Si había aprendido algo en la cárcel era que para sobrevivir había que ser desconfiado. Ryder había dejado su chaquetón en el asiento de cuero. Ella le registró los bolsillos interiores. Había un par de rotuladores, el espejito, una barra de muesli, un fajo grueso de billetes y un horario de trenes del metro de Londres. Volvió a dejar todo en su sitio, salvo el horario de trenes, y cuando se disponía a comprobar si él había anotado algo en él, Ryder tomó de la barra la bandeja del té de ella. Ella volvió a echar al instante el horario de trenes en el bolsillo interior del chaquetón.

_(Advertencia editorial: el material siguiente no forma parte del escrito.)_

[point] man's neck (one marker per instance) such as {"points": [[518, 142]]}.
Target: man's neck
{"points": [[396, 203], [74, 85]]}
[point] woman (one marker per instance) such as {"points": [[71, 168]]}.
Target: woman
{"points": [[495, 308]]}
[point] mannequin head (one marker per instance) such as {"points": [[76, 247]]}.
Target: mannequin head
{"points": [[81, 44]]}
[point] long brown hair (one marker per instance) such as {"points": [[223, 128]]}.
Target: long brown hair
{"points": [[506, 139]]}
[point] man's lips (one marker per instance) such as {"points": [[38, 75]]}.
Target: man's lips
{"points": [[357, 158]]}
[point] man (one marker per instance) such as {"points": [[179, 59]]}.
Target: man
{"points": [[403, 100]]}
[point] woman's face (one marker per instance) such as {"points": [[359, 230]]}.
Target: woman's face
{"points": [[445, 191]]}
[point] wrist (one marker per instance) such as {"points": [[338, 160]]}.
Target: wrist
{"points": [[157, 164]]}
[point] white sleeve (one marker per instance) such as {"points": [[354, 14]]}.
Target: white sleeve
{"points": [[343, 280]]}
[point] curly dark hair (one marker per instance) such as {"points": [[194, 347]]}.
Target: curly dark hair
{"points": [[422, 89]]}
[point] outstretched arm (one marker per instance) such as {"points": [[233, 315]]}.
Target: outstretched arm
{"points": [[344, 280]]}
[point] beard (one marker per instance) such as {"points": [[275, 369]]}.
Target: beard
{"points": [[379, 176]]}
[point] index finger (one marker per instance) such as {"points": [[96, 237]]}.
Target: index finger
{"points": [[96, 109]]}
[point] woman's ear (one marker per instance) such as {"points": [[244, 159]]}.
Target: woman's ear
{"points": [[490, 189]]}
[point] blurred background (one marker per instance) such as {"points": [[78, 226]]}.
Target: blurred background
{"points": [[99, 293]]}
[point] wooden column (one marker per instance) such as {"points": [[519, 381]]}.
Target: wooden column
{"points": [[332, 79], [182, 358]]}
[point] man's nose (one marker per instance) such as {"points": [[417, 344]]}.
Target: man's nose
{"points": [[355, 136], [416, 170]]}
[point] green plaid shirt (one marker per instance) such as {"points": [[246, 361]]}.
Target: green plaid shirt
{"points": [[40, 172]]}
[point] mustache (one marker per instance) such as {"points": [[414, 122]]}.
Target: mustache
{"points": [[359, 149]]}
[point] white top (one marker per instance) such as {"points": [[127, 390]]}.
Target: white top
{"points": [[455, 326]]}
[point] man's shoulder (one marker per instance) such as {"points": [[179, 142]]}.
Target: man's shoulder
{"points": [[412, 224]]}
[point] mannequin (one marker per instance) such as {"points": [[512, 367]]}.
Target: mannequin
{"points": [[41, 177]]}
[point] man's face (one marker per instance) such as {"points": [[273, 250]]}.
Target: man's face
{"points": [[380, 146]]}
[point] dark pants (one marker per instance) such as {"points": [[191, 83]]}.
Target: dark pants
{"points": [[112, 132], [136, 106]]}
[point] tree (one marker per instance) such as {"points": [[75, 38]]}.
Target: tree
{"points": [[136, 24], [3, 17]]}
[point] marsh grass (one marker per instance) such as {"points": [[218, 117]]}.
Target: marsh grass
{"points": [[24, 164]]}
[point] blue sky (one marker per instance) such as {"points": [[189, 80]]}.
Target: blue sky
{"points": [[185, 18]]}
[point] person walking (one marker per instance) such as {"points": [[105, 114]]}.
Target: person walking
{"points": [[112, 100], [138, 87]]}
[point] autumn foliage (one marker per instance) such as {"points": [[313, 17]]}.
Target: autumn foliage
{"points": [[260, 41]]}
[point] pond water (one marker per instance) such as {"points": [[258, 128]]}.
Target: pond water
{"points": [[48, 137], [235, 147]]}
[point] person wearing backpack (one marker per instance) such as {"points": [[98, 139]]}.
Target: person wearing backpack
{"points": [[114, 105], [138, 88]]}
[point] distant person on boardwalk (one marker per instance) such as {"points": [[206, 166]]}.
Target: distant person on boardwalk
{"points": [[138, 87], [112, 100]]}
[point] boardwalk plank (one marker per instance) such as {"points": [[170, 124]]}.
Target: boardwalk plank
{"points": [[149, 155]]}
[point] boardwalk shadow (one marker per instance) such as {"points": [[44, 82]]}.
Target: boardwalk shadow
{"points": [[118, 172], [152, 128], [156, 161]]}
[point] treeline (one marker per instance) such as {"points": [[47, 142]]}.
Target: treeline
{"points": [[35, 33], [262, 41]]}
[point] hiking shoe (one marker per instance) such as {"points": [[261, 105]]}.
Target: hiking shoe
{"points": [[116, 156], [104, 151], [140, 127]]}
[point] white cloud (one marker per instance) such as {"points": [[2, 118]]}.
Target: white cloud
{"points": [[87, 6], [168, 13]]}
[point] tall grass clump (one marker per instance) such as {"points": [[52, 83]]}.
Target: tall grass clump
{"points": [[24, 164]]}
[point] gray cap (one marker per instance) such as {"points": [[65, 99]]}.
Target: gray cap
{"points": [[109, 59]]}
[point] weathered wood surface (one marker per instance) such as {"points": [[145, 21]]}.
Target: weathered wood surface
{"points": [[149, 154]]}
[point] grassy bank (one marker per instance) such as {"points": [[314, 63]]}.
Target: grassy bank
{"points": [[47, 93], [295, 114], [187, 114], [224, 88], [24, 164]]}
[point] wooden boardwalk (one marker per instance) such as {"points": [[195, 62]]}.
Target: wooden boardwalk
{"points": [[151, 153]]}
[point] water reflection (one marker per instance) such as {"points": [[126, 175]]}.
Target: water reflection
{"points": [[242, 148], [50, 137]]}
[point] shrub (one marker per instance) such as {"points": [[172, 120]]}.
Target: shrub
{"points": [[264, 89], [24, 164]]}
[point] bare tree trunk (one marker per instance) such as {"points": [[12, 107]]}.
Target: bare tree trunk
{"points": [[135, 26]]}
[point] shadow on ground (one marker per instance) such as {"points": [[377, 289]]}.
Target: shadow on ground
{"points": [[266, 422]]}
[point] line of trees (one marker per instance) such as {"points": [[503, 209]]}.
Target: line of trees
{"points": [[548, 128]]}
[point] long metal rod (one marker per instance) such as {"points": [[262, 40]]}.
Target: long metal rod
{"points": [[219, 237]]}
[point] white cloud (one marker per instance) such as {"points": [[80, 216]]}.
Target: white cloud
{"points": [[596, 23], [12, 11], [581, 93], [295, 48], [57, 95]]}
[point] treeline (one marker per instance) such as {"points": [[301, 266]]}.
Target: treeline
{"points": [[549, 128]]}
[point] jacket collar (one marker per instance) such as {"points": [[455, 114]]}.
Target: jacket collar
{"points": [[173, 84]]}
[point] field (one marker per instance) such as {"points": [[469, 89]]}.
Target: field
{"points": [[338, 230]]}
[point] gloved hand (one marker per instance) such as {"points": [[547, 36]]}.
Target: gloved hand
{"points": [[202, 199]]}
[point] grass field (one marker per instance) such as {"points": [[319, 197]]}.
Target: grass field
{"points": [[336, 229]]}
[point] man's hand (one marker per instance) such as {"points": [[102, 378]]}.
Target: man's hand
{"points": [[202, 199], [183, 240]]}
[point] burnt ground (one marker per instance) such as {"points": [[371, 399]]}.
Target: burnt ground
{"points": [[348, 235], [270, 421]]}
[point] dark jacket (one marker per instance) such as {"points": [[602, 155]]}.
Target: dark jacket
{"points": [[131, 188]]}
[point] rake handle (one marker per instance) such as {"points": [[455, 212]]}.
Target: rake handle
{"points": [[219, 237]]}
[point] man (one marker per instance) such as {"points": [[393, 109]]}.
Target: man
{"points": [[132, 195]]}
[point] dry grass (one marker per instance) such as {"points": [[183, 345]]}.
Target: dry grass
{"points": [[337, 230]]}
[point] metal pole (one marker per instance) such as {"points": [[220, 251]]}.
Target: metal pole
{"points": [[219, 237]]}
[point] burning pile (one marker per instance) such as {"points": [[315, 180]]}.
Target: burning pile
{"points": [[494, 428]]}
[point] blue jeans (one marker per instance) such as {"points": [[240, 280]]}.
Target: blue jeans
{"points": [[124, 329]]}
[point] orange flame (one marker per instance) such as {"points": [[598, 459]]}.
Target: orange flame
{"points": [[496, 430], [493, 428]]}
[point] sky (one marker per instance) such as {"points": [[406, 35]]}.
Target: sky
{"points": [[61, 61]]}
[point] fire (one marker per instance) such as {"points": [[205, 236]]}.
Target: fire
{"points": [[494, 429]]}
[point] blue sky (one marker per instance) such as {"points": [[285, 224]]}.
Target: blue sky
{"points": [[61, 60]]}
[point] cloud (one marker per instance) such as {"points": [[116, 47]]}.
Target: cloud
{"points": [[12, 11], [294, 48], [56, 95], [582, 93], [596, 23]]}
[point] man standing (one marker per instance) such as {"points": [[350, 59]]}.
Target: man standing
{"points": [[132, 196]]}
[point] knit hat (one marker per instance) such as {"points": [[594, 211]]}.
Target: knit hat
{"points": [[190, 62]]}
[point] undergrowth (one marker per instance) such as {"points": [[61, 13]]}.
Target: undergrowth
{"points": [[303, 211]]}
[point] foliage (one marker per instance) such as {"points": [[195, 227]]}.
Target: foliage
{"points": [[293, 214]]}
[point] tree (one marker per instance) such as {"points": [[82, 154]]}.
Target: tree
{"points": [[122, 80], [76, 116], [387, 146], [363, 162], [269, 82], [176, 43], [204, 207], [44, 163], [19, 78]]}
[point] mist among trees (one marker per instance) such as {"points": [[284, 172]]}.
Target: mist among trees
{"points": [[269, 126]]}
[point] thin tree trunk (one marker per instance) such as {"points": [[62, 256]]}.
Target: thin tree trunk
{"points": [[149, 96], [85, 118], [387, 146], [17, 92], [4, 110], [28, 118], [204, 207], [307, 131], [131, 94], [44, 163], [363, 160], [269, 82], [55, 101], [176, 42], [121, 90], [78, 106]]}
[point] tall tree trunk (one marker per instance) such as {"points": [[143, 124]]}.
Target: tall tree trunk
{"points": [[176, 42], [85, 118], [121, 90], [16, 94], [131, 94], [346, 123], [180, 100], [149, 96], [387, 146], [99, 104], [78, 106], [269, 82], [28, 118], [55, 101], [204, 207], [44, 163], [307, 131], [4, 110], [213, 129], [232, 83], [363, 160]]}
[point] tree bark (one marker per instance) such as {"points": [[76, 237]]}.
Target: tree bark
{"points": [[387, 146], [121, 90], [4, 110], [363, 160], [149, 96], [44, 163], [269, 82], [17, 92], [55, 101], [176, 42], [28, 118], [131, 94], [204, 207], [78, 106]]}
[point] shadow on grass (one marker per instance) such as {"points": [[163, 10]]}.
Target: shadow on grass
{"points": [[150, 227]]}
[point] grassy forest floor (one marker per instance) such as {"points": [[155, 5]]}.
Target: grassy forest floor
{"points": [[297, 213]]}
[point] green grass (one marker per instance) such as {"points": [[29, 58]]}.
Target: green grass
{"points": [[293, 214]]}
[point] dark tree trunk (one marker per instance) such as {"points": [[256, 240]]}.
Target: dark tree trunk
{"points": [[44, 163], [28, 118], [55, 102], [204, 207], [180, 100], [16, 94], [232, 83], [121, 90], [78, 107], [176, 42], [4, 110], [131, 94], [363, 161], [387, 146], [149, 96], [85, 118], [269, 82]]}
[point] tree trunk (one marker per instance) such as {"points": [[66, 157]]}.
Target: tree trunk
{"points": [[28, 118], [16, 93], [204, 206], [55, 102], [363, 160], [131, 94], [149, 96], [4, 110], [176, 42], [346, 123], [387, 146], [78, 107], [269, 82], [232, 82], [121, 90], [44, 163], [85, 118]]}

Él caminó hacia ella a pasos largos. Llevaba pantalones vaqueros, un polo azul oscuro y una chaqueta de pana suelta. Eva no llegaba a apreciar la sobaquera en la que llevaba la pistola. Su cara, de fuertes mandíbulas, estaba curtida y tenía una rudeza de hombre que vive al aire libre, como si se la hubiera formado más la vida que la herencia biológica. Tenía las manos grandes y hábiles, pero sus ojos grises oscuros eran inescrutables. Era atlético, y estaba claro que entendía de karate; de lo contrario, no habría sido capaz de esquivar el golpe de ella. Bien podía estar diciéndole la verdad… o no.
Disimuló su tensión y sonrió.
—Gracias. Tiene un aroma delicioso.
—Té lapsang souchong, como me pidió. Leche caliente, y una taza también caliente —dijo él, dejando la bandeja en la mesa—. Beba. Está temblando.
Cuando él volvió a la barra para recoger su cerveza negra, ella sacó de nuevo el horario de trenes y lo inspeccionó. No tenía señales ni notas. Examinó a continuación los bolsillos exteriores del chaquetón. Frunció el ceño al descubrir el lector electrónico de un dispositivo de seguimiento de algún tipo. Era un pequeño ordenador de mano con GPS, semejante a los que había montado ella en la fábrica de artículos electrónicos de la prisión. Aquellos dispositivos servían para controlar la situación de cualquier cosa, y el aparato lector indicaba la información que transmitía el chip.